The Calaveras River Watershed spans Sierra Nevada foothills, agricultural lands, and urban communities across Calaveras and San Joaquin counties, serving as a critical water resource for the region. As one of only five watersheds statewide selected by the California Department of Water Resources (DWR), the Calaveras River Watershed has completed a first-of-its-kind climate resilience plan that sets a new standard for integrated water resources planning in California.
Woodard & Curran led both the technical development of the plan and the associated outreach in partnership with Stockton East Water District and Calaveras County Water District, bringing together regional climate science, local hydrologic modeling, and extensive stakeholder engagement into a single, coordinated planning framework. The result is a technically defensible, community-informed plan designed for implementation.
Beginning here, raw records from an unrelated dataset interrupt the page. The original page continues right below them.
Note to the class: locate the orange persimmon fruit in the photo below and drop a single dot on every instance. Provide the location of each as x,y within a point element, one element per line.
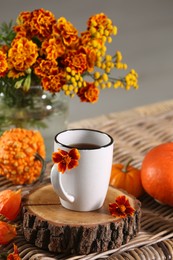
<point>128,178</point>
<point>7,232</point>
<point>157,173</point>
<point>10,202</point>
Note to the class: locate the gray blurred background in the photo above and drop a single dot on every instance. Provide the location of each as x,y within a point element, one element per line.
<point>145,38</point>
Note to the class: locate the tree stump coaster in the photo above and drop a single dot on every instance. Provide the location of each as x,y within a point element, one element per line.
<point>49,226</point>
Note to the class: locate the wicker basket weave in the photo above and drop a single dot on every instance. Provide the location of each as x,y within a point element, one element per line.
<point>135,132</point>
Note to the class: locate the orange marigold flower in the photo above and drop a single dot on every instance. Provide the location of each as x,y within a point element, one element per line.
<point>17,155</point>
<point>53,48</point>
<point>76,60</point>
<point>100,22</point>
<point>53,83</point>
<point>3,64</point>
<point>38,23</point>
<point>121,208</point>
<point>90,93</point>
<point>46,67</point>
<point>24,18</point>
<point>7,232</point>
<point>15,74</point>
<point>66,31</point>
<point>10,203</point>
<point>14,255</point>
<point>66,160</point>
<point>23,54</point>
The technical foundation of the plan centers on the Calaveras Watershed Resilience Plan Model, which integrates tools and datasets from DWR’s San Joaquin Watershed Studies with the locally developed Eastern San Joaquin Water Resources Model (ESJWRM), calibrated to watershed-specific conditions. Rather than relying on a single climate projection, the project team evaluated sixteen distinct climate scenarios spanning a range of temperature and precipitation futures, providing water managers with a comprehensive picture of how the watershed may respond under conditions ranging from moderate warming to more extreme climate futures.
The modeling framework assessed vulnerability across six interconnected risk categories: flood, water supply, groundwater basin conditions, wildfire, surface water quality, and the economy. Under the most probable climate scenario, the team found a 13 percent decline in surface water deliveries and an 8 percent increase in groundwater pumping demand, underscoring the urgency of proactive investment. Importantly, our analysis confirmed that coordinated adaptation strategies can offset these impacts based on modeled strategies capable of restoring groundwater basin conditions to near-current levels despite a 2°C warming scenario.
What distinguishes this plan is not just its technical rigor, but how it was built. The Calaveras Watershed Network brought together water agencies, local governments, agricultural producers, tribal representatives, and community members throughout the planning process. We facilitated a sustained, inclusive engagement program that spanned public meetings, targeted conversations, workshops, and an online platform to ensure that the adaptation strategies reflect real operational priorities and community values. We intentionally designed the public outreach program to reduce barriers to participation, including making highly technical materials accessible to the general public. Through this engagement process, we were able incorporate local knowledge directly into our technical analysis.
With the plan developed, we are currently developing a summary booklet and interactive website to help community members visualize potential project results and implications.
The project team organized the plan’s adaptation strategies into implementation tiers, allowing near-term actions to advance with existing infrastructure while longer-term investments are planned and funded. The team recommended priority water management strategies that focus on managed aquifer recharge, expanded surface water deliveries, and forecast-informed reservoir operations (FIRO). The proposed Farmington Reservoir Project anchors the long-term strategy, and could provide up to 60,000 acre-feet of additional surface storage capacity that benefits 315,000 City of Stockton residents and 140,000 acres of agricultural land.
The plan also included wildfire risk reduction and land management strategies to address threats to upper watershed water quality and community safety. By implementing these strategies in the top 10 identified priority zones, there is an 18 percent reduction in burn probabilities and an 88 percent reduction in flame lengths. This indicates that, if wildfire mitigation strategies are implemented , both the likelihood of a wildfire occurring and the intensity of any fire that may occur is significantly lower.
Through delivery of the final Calaveras River Watershed Resilience Plan, Woodard & Curran was able to demonstrate that with the right combination of modeling innovation, stakeholder collaboration, and actionable strategy development, California watersheds can move from vulnerability assessment to implementation-ready plans. This effort provides valuable information to DWR as it looks to expand the Watershed Resilience Program statewide. Woodard & Curran is proud to support this work and looks forward to advancing similar integrated approaches in other watersheds across the state.